Убить волка (СИ) - "Priest P大". Страница 175

— Разве не претит тебе самому заниматься подобными вещами? Это ведь неподобающе.

Взгляд Чан Гэна потускнел, когда он склонился к его уху и произнес:

— Нет здесь ничего неподобающего. Раз у тебя еще есть силы говорить со мной, я могу делать с тобой все что захочу.

Они были слишком близко друг к другу. Ухо почти онемело, но куда деваться. Если бы Чан Гэн отстранился, то Гу Юнь попросту бы его не услышал.

Гу Юнь вздохнул:

— В тот день тебе трудно было...

— Давай не будем об этом, — глухо попросил его Чан Гэн. — Пожалей меня, Цзыси.
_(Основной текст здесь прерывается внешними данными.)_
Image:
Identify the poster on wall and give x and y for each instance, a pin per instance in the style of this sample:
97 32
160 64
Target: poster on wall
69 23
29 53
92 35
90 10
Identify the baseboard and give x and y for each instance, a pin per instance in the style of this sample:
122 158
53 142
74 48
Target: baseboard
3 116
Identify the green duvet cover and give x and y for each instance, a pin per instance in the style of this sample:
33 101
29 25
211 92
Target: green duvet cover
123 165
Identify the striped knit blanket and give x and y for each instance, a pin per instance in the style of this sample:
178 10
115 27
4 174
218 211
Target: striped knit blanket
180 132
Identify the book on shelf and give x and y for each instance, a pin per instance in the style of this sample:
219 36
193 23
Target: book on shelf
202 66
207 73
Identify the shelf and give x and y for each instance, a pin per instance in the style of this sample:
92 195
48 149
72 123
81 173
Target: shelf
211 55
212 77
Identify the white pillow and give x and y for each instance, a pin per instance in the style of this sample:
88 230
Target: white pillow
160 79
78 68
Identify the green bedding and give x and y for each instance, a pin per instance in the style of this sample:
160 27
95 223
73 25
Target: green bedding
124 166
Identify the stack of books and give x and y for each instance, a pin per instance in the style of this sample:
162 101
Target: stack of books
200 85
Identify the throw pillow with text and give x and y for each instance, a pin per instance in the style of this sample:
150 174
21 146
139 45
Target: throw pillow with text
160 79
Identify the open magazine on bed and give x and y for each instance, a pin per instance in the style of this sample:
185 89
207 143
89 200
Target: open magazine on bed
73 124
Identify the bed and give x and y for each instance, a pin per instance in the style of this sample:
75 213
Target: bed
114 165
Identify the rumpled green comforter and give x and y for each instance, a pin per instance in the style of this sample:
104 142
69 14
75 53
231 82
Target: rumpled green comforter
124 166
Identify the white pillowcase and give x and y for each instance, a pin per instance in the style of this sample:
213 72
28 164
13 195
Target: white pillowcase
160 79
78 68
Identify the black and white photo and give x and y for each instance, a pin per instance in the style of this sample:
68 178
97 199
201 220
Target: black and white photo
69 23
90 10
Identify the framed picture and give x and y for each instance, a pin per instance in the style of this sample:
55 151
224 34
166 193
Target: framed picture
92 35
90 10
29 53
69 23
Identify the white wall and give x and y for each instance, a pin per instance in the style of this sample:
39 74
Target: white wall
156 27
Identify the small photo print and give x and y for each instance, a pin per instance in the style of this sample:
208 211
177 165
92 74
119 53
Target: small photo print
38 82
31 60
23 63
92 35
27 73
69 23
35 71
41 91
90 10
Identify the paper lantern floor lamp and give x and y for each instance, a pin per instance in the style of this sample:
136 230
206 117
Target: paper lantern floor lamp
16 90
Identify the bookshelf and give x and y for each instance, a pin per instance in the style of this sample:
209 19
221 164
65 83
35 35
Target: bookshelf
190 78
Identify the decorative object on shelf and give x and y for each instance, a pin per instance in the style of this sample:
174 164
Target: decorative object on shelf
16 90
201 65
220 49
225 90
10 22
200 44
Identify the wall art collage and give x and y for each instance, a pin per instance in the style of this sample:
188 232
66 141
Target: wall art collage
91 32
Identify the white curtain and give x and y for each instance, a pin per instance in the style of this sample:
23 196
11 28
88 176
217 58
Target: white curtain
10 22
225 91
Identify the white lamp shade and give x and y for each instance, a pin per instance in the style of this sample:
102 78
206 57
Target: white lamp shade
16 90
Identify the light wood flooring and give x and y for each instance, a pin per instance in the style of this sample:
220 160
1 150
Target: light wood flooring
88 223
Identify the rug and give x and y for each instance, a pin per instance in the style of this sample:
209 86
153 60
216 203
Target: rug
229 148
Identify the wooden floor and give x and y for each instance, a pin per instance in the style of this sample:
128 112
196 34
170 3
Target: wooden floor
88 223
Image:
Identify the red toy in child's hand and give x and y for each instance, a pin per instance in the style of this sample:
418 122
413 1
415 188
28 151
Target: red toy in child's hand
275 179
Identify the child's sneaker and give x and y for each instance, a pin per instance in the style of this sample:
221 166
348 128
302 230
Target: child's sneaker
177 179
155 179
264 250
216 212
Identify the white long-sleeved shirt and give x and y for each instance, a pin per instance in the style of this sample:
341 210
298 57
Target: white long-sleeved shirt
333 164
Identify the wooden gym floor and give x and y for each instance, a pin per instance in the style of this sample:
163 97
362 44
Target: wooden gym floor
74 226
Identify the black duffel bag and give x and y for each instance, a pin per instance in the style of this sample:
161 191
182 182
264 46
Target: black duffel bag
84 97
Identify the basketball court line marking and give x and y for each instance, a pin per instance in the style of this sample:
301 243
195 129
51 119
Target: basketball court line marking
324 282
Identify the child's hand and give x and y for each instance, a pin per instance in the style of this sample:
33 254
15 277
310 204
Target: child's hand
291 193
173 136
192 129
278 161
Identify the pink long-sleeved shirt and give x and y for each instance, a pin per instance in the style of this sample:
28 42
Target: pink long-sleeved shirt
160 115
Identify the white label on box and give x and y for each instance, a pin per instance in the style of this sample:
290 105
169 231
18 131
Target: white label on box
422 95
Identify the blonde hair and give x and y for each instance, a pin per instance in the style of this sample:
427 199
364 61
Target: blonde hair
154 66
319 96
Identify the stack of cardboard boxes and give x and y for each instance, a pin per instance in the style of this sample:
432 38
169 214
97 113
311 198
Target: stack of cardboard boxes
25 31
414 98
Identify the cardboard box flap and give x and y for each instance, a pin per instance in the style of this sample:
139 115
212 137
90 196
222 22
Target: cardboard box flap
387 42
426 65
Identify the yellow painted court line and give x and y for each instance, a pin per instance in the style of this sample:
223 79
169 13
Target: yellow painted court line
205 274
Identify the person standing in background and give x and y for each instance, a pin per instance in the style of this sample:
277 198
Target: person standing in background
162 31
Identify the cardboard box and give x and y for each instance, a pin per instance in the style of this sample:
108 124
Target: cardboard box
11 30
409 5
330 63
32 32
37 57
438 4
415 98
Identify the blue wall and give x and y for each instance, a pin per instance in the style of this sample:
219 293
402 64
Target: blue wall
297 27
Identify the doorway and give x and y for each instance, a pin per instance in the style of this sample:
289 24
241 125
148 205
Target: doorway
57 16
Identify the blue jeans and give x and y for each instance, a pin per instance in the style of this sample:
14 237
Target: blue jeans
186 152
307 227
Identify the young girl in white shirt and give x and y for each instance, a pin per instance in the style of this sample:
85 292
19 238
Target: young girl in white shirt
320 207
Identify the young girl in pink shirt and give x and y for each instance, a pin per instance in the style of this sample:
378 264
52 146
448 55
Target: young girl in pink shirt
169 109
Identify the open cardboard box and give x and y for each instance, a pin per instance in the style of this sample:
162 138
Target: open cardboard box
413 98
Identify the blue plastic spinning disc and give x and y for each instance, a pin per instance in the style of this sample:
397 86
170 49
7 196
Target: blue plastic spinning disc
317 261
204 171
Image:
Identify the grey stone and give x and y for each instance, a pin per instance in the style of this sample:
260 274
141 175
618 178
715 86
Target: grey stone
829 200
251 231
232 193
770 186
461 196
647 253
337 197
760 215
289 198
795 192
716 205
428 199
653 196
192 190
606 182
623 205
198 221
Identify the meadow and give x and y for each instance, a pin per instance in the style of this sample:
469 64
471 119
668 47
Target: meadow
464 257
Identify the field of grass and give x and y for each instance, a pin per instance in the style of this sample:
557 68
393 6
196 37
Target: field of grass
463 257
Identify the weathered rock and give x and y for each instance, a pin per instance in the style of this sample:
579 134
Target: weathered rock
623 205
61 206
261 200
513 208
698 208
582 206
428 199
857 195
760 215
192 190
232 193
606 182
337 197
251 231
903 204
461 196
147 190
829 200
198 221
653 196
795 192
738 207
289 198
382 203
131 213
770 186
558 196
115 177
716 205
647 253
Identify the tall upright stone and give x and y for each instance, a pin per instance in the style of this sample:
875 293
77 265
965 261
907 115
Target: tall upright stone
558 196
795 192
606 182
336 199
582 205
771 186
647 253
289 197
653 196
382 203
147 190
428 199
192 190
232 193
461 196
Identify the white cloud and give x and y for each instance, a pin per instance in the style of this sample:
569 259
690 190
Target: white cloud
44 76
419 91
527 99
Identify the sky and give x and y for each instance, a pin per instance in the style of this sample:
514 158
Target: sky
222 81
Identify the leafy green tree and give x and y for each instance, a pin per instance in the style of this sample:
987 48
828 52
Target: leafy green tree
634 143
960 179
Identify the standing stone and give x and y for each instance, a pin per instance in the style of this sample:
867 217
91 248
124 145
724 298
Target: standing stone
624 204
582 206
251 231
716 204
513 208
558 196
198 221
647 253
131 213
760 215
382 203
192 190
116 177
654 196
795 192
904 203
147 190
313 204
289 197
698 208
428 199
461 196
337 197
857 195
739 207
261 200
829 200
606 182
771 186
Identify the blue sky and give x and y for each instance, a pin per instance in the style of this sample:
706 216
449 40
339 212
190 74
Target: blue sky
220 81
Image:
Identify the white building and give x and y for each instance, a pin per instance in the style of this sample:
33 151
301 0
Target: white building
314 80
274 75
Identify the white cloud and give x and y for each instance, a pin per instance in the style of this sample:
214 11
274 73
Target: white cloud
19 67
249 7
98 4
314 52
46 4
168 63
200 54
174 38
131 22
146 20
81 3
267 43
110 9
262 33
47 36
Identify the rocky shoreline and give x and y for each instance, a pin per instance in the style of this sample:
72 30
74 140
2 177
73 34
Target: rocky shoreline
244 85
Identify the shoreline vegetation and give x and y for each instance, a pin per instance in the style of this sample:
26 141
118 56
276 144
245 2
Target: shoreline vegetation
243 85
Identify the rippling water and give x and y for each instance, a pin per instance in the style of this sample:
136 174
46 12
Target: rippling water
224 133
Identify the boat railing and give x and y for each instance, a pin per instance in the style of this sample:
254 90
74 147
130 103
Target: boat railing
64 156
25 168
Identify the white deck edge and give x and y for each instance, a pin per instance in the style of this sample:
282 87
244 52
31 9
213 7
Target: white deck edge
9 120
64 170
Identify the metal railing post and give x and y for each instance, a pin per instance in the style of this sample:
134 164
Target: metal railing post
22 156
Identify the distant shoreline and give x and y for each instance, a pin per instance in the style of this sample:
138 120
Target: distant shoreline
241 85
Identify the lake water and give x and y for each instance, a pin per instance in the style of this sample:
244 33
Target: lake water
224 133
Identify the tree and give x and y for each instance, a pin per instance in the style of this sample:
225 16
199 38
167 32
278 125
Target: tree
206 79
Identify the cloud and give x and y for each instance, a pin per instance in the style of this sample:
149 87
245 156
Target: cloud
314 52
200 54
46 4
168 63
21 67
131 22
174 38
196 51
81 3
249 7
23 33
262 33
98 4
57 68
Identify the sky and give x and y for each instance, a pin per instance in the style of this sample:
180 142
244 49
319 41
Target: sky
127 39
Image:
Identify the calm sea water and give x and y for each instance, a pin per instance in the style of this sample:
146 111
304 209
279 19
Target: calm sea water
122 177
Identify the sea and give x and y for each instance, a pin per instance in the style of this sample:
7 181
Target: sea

Не хочу об этом вспоминать.

Гу Юню непривычно было слышать новое обращение из уст Чан Гэна, но, едва решив возмутиться, он осекся. Нельзя же было попросить Чан Гэна снова называть его «ифу». И всё-таки Гу Юню хотелось честно поговорить обо всем, что произошло у городской стены. Пусть Чан Гэн тогда действовал импульсивно, но что они планировали делать в будущем?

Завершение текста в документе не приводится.